Rig a room's light-switch so that when you flick it, suddenly you're saturated in sufficient light to cross your light-threshold, about 1/2 second later, it's like vital aliveness kicked into your brain.
I've replicated the experiment, and I've gotten others to do it, too.
One non-obvious thing, though:
Because when we're in the dark, we can't remember what it felt-like to have that light-brain circuit activated ( the SAD-treatment lights are intended to cross this threshold: it's the same mechanism ), so therefore, to treat profound, long-term depression, you NEED to get tons of lights onto a timer, & use that as your "alarm clock".
It works.
It'd save many lives, if doctors would admit it is actual, evidence-based medicine, but that'd gut billions of dollars of psychiatric-industry, so .. that won't ever happen.
( dad was a medical-researcher & doctor: I remember the grudge/hatred when the Australian researcher violated psychiatry's established "ulcers are a psychiatric illness" dogma, with evidence showing that ulcers are created by pylorii bacteria.

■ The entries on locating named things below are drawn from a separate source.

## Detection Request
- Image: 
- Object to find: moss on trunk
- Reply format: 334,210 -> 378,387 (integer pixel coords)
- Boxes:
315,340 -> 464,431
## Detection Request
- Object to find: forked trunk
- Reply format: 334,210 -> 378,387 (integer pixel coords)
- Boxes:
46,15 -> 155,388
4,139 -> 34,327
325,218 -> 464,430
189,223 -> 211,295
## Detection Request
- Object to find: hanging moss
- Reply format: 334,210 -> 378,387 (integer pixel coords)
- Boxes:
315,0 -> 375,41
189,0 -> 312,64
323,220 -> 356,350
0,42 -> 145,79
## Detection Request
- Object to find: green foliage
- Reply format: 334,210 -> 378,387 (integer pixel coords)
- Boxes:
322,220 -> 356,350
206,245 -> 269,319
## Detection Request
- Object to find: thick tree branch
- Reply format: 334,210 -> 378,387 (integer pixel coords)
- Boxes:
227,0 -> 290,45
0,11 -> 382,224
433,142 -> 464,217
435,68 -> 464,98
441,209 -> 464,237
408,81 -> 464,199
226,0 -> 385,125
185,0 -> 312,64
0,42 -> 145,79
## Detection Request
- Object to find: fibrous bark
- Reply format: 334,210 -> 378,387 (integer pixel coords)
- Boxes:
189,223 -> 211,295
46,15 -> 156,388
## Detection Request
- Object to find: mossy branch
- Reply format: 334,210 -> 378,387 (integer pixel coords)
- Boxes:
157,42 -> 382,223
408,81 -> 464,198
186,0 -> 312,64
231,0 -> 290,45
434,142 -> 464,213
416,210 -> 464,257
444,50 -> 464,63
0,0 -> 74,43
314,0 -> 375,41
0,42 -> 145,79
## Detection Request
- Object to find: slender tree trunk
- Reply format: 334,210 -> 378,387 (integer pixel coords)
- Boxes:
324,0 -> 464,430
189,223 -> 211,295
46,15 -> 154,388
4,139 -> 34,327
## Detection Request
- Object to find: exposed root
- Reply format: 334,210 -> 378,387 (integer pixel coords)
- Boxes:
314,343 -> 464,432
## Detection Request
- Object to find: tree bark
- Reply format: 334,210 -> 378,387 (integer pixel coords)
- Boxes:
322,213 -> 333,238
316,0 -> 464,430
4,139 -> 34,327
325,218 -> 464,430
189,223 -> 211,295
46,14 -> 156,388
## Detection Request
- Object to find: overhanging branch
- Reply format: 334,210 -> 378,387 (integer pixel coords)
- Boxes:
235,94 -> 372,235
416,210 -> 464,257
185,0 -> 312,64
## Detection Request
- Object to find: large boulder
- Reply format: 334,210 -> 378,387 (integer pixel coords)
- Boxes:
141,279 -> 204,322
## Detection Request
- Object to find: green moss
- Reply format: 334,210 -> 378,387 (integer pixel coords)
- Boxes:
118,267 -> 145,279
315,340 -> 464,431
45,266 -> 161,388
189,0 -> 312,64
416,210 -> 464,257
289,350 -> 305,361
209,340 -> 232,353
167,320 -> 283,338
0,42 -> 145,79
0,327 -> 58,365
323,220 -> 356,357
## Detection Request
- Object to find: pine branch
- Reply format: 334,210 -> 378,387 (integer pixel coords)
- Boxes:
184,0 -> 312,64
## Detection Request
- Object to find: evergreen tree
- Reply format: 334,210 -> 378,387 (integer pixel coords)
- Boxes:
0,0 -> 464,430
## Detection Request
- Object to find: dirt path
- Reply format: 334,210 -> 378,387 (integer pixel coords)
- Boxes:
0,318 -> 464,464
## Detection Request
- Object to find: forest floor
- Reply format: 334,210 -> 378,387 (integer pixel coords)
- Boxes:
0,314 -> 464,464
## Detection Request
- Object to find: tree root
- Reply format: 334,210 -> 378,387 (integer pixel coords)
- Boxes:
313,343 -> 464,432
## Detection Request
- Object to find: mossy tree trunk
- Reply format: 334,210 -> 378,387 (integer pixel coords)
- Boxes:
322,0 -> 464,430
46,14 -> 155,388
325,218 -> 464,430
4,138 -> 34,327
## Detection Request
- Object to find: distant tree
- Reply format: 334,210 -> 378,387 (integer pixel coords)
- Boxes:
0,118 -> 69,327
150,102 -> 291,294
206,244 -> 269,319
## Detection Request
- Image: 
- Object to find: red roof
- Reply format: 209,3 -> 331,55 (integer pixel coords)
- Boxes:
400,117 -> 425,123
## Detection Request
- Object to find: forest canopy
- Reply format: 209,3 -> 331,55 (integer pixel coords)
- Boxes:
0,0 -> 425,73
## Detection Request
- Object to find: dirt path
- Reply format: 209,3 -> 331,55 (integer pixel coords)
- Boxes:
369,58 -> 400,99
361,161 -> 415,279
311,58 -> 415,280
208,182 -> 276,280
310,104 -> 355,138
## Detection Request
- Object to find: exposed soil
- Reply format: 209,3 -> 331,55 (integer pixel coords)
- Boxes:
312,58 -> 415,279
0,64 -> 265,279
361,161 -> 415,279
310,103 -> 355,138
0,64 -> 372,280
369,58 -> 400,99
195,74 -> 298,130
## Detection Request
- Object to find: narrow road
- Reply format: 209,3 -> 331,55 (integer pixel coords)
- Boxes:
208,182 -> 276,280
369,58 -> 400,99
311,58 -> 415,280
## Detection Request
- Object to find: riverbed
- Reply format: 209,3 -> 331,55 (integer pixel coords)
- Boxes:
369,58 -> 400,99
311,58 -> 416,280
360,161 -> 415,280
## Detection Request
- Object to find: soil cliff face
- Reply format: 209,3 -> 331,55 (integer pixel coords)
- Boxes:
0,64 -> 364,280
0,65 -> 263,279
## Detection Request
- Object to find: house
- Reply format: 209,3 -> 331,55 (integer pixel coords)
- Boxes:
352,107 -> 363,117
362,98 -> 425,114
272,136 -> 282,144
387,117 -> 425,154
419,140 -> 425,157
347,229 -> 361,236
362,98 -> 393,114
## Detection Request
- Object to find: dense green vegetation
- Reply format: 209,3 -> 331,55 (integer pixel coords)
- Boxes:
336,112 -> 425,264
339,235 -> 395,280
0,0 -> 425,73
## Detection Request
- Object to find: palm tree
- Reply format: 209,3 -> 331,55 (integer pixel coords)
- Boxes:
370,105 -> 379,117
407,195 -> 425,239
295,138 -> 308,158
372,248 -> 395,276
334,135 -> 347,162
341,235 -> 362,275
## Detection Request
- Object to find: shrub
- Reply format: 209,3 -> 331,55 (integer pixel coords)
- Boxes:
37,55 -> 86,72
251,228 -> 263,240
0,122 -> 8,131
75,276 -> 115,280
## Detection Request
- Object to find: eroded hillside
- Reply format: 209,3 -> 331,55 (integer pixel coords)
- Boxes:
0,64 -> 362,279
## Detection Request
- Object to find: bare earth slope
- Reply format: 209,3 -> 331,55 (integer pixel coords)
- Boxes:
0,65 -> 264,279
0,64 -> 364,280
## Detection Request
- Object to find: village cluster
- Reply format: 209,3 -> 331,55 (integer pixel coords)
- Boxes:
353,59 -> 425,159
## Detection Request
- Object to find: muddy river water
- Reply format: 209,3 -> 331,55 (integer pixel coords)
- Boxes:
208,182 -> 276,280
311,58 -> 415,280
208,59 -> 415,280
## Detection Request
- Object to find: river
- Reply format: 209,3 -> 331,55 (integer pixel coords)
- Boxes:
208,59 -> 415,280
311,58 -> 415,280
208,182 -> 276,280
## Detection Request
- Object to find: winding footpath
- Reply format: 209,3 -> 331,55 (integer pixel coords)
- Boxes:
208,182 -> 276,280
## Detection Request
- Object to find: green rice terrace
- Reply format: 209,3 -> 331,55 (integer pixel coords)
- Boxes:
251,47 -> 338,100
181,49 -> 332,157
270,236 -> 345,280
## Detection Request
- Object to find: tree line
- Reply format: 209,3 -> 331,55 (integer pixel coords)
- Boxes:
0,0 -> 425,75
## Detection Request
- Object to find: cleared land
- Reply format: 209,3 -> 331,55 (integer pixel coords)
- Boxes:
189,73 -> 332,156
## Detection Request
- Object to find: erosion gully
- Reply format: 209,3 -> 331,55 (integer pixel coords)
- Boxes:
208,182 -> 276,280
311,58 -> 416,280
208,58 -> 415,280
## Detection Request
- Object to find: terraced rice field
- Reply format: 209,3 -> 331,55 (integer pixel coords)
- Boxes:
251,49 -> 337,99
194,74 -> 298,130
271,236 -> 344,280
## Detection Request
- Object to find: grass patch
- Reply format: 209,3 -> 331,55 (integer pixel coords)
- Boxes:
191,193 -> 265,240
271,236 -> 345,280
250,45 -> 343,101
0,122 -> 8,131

Paychiatry won't ever do the experiment, they won't admit it works, they won't tolerate anybody claiming it works, etc.
Religion is religion, and my autistic-empiricism has no validity in their reality.
Do the experiment, though, & you'll see that it actually tests to be true. )
I took psych 101 as an elective and I remember the professor talking about this or something closely related to it. Bright light does have an effect on the brain, he said.
Also it's probably part of why looking at your smart phone right before bed is kind of bad for you.